IE: Japanese Americans, and other writers of color, are always writing about ghosts. You write about ghosts, but also about graves—surprisingly, a much less common motif. What did this book lead you to understand about ghosts?
SHIMODA: While writing The Grave, and especially while traveling (visiting sites, taking notes), I began to believe, with real conviction, that it is the living who haunt the dead, and not vice versa. There were innumerable times when I was overwhelmed by the acute feeling that I—the grandchild, the descendant, the living—was the ghost; that I was the restless, disquieted spirit; that I was the one who was transgressing the boundary between public and private space, collective and individual consciousness, life and death; that it was my soul that had been arrested, and that needed to be recuperated and brought home. I write, early in The Grave, about seeing my grandfather’s ghost—which is a true story—but it ultimately occurred to me that if my grandfather saw me, in the moment that I saw him, he might have thought that I was as uncanny and impossible, if not more. Because also: the living occupy a much briefer moment in the trajectory of time than the dead, so it would seem, just based on the numbers, that the living are by far the anomaly.
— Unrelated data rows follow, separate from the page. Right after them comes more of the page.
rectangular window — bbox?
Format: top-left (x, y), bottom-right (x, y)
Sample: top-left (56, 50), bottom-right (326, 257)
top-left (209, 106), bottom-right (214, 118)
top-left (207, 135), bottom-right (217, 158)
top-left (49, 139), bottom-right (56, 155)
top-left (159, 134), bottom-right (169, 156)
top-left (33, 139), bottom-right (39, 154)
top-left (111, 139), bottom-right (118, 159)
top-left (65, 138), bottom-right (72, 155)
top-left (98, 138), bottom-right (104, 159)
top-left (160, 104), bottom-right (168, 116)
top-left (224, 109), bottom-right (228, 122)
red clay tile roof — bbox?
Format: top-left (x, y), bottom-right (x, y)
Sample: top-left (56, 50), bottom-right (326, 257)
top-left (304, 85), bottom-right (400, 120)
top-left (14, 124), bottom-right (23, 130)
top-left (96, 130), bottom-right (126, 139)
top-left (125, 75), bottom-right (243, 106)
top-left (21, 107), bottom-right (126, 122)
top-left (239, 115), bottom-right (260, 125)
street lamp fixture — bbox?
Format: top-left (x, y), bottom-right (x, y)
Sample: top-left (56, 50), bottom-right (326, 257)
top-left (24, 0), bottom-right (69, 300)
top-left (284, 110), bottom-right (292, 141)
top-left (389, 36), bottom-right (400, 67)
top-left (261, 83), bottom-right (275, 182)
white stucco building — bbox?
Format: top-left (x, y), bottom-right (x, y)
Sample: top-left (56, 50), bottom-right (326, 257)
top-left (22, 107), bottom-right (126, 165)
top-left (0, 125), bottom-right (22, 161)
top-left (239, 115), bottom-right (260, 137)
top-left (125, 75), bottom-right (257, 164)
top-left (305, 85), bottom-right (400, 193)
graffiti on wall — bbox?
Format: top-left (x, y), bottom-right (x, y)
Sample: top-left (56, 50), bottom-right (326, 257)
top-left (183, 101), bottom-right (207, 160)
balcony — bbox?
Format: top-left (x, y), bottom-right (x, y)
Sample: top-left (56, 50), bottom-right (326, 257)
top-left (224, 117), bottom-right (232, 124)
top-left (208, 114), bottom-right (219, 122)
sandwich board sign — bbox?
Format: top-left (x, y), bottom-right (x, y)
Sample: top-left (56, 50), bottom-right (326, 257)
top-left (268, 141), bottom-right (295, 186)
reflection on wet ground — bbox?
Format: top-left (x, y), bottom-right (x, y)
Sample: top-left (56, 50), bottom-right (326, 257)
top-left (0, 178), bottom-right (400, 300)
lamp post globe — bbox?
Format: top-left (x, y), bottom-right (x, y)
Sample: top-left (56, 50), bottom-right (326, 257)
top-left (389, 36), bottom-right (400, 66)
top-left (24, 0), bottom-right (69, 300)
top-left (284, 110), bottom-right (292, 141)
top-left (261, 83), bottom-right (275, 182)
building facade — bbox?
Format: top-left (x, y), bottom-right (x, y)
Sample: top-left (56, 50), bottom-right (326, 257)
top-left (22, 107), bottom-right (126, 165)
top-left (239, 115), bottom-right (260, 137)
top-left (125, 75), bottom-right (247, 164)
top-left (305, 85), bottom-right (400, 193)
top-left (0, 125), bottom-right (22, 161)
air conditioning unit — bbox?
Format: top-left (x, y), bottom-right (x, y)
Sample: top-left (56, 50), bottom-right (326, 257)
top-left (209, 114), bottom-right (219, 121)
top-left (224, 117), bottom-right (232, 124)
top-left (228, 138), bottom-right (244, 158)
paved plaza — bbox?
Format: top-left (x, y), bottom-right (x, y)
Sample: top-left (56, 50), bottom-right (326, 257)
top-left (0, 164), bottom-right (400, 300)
IE: Does caring for a young child change your relationship to ghosts? (I think it did for me, if only because of the extended sleep deprivation!)
SHIMODA: An incredible question! I am tempted to start a new notebook devoted entirely to thinking through it … The first thing that comes to mind—which is maybe not an answer to the question—is that when my daughter was in her first months of life, she would stare at the walls of our bedroom and smile. Sometimes there were shadows on the wall, or light from the window, though more often nothing. It reminded me of something my mother told me about my grandmother’s final day, on her deathbed: how at one point she stared out the hospital window and smiled. The reminder was also of the fact that my dying grandmother and my newborn child occupied points very close to each other on the wheel of life, both points being very close to the ancestral world, or at least very close to that form of receptivity and connection.